I am working at MIT as a research scientist as part of the Chandra X-ray Center. My research is centered on star formation and young stars and makes use of the Chandra X-ray satellite, the Hubble Space Telescope and other space and ground-based facilities. At MKI, I am responsible for MARX, a simulation program that is used to calibrate Chandra and to plan and analyze Chandra observations. Before I came to MIT in 2015, I was a Post-Doc at the Harvard-Smithsonian Center for Astrophysics for five years. Originally, I am from Germany where I obtained my undergraduate degree and my PhD from the University of Hamburg.
Stars form by gravitational collapse from large clouds of gas and dust. After the initial infall, the young stellar objects are surrounded by circumstellar disks, in which planets may form.
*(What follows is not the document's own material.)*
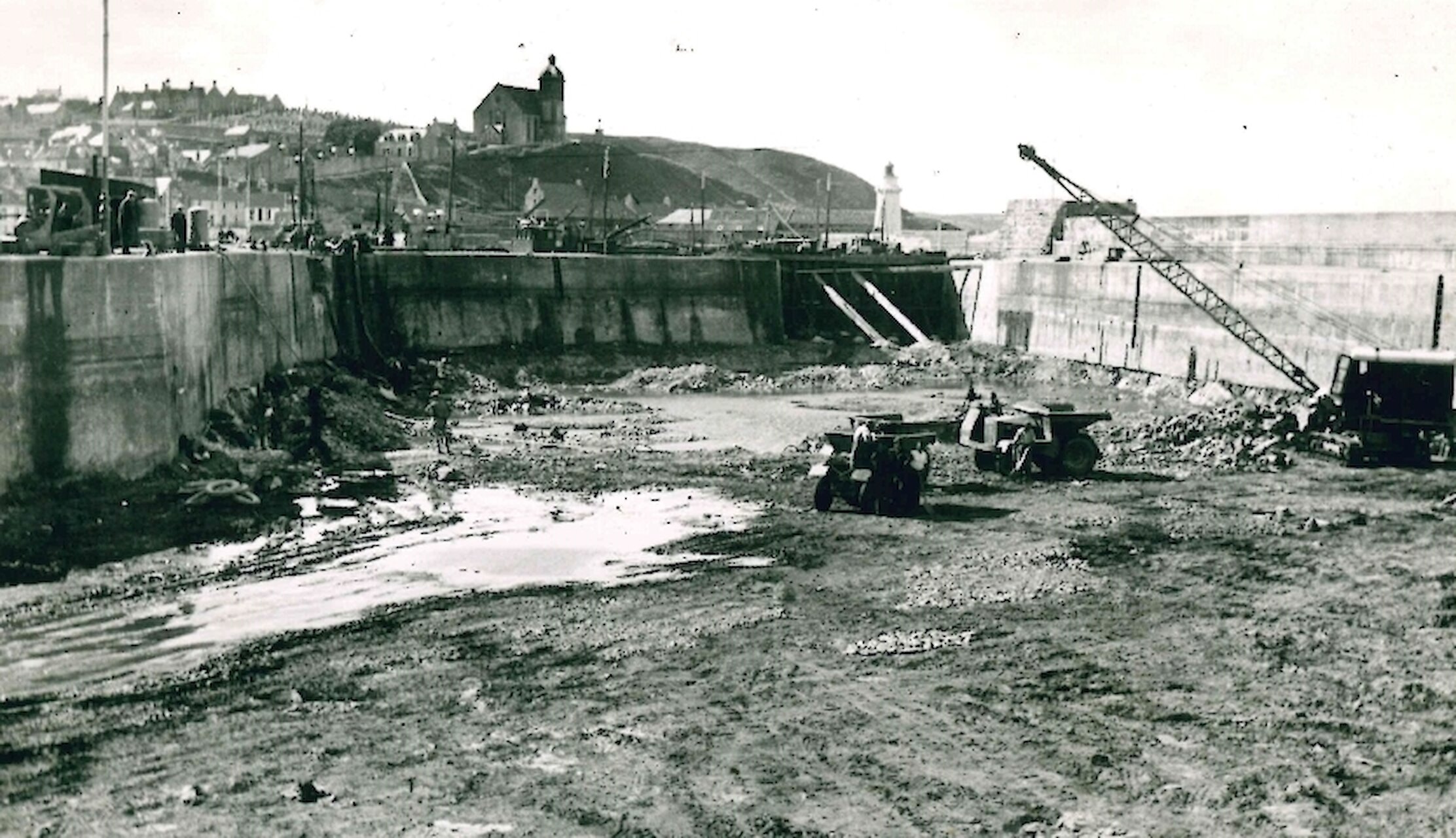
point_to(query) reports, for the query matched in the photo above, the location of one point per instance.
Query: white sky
(1218, 107)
Often, young stars also drive highly collimated jets into the surrounding medium. I want to understand how star, disk and jet interact by looking at the closest star forming regions in our galaxy. I started working in this field by simulating and observing the accretion shock, that forms when mass falls from the disk onto the star. The temperatures in this shock are so high, that it can be observed in the X-ray regime with Chandra and XMM-Newton.
Today, I also study the variability of the inner disk, where the accretion funnel originates, by analyzing IR lightcurves; and I use Chandra, Hubble and Gemini to spatially resolve the jet as close as possible to the region where star, disk, and jet interact. In all my work, I try to combine observational data and theoretical modeling to gain as much insight as possible.